I've just been able to watch it. You are very brave and a fantastic person. And your friends at the support group are great too. Plse pass that on from I N UK. We could do with a few more people like you and your friends at the support group!


----------



## Laura36 (Jun 27, 2007)

HUGE well done ladies. Kara & Jule were brilliant and lovely 2 babies as well.

I missed it at 6pm did JE do an interview too?  I saw 10pm one and saw Lyndon.


----------



## kara76 (Dec 14, 2004)

Laura JE was live in the studio, have you seen the link? it is on bbc news site....wales section


----------



## Jule (Oct 12, 2008)

Girls just emailed real radio and will ring red dragon on tue so hopefully we can get a bit more publicity..Will keep you posted.


----------



## kara76 (Dec 14, 2004)

radio stars too 

jeez it will be red carpet soon lol


----------



## ebonie (Apr 17, 2007)

i can see You being on This Morning now soon girls


----------



## kara76 (Dec 14, 2004)

now that would be so cool

my nephew says i am no offically cool !!!

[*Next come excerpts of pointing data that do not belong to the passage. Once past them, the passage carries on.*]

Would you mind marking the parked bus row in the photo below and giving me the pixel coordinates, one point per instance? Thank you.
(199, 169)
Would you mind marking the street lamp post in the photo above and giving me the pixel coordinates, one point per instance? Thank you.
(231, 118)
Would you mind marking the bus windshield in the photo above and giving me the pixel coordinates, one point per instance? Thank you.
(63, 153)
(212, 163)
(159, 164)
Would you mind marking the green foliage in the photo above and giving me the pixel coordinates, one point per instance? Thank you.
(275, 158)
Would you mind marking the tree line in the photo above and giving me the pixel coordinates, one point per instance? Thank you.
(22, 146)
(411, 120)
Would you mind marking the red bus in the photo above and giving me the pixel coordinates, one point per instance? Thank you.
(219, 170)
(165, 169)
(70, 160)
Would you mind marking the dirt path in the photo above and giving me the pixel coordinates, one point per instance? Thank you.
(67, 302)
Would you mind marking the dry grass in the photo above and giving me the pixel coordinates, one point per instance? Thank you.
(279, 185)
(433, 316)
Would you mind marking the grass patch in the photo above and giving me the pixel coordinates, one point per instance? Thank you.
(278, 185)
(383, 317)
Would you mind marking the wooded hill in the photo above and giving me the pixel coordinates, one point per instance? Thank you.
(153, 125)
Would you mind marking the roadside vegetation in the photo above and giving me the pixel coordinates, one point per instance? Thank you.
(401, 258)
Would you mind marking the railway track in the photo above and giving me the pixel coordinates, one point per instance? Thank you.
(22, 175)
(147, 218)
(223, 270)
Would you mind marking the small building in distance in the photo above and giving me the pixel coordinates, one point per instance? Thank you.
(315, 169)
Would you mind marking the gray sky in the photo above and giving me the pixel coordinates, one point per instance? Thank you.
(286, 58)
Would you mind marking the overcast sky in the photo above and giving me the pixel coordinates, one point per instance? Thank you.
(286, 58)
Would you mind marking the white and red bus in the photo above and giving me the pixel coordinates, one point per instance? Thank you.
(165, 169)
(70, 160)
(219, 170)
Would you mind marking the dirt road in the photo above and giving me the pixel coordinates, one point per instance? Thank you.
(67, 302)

i dreamt last night i was in eastenders and phil mitchell was trying to kiss me YUCK


----------



## Jule (Oct 12, 2008)

Ooh no Kara there must be nicer blokes on there 

Wont be long and we can hand in our notice in work and be on tv permanently lol


----------



## josiejo (Mar 26, 2008)

Well done girls! It was a really good report, poor Janet Evans looked so nervous.

How cool would it be to be on This Morning, The One Show do a lot of reports like that so maybe they will pick up on it and you can get a free trip to London


----------



## Jule (Oct 12, 2008)

yes i was also thinking of the ferret but not sure they report on things like this


----------



## kara76 (Dec 14, 2004)

the photographer said to me today, local press etc will be wanting to find us so watch out lol


----------



## rach5 (Jan 28, 2009)

My friends recorded it for me as I was out last night so only watched it today.

Well done Kara an Jule you should be so proud of yourselves you came over so natural and professional, and you are fighting for something you are so passionate about, well done xx


----------



## kara76 (Dec 14, 2004)

rach many thanks to you too for your involvment

local press have left a message on my answer phone woo hoo


----------



## KellyG (Jun 11, 2008)

Kara Jule, why dont u email This Morning??


----------